With this additional revenue, he also requested the Budget Committee not use $850,00 from the Undesignated Fund Balance that the proposed budget calls for. If his projections are accurate, this would cover all of the recommended adjustments, and reduce the budget by $350,248, putting the final net taxation figure at $988,621.

The increase in property values this year complicates the budget discussion even further. The total increase in property values is estimated at $114 million at this time. While this lowers the mill rate significantly, it’s not good news for single family homeowners, whose properties have increased more in value in the past year than any other category.
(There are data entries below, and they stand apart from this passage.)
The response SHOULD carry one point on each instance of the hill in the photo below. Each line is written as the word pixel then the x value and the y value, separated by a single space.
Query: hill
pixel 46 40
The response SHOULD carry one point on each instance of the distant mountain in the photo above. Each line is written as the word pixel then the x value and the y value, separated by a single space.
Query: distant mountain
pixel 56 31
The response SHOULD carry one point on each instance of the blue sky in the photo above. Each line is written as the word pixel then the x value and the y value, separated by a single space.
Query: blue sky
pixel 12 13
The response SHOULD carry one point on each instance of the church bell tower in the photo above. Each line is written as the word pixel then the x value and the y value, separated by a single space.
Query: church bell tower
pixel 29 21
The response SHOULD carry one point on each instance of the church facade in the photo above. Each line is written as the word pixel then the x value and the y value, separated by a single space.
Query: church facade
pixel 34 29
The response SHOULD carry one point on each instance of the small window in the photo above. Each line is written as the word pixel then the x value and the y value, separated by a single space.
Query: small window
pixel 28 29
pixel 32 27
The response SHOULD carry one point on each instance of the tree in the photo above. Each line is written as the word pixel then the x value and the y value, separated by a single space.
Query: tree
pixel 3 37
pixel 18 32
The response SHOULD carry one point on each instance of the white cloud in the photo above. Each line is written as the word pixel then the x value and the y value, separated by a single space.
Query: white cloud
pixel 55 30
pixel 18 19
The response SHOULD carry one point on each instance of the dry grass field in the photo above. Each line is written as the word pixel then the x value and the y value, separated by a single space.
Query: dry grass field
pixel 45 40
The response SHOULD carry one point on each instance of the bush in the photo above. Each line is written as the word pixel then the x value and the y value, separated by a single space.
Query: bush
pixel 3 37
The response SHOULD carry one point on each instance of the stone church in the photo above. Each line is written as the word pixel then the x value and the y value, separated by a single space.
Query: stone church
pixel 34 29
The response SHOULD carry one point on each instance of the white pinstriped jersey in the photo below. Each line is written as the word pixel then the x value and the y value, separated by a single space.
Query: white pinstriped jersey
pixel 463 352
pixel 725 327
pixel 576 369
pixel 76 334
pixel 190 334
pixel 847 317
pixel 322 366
Under the proposed budget, a single-family home valued at $200,000 to $225,000, with a homestead exemption, would pay an additional $372.95 in taxes. However, if the revenue projections are accurate, the budget with all the amendments would means a $216.46 increase instead.

Mr. Buck added that the legislature is also considering funding the Homestead Exemption at 100%, instead of the current 70%, which would mean an additional $600,000 for Sanford, but he didn’t include that in his numbers as it is less certain of passage.

Budget Committee members were not comfortable approving any of the proposed amendments with the revenue figures still uncertain. Most members were in support of adding the firefighter, dispatcher and grant writer positions back into the budget if the projections prove accurate. They voted unanimously (with one member absent) to send the basic budget forward to the City Council for approval, and let the Council make the amendments if the municipal revenue sharing is increased to the 5% level.

The City Council heard Mr. Buck’s presentation at its April 20 meeting. They discussed it briefly before tabling the budget. They will likely revisit it at their May 18 meeting.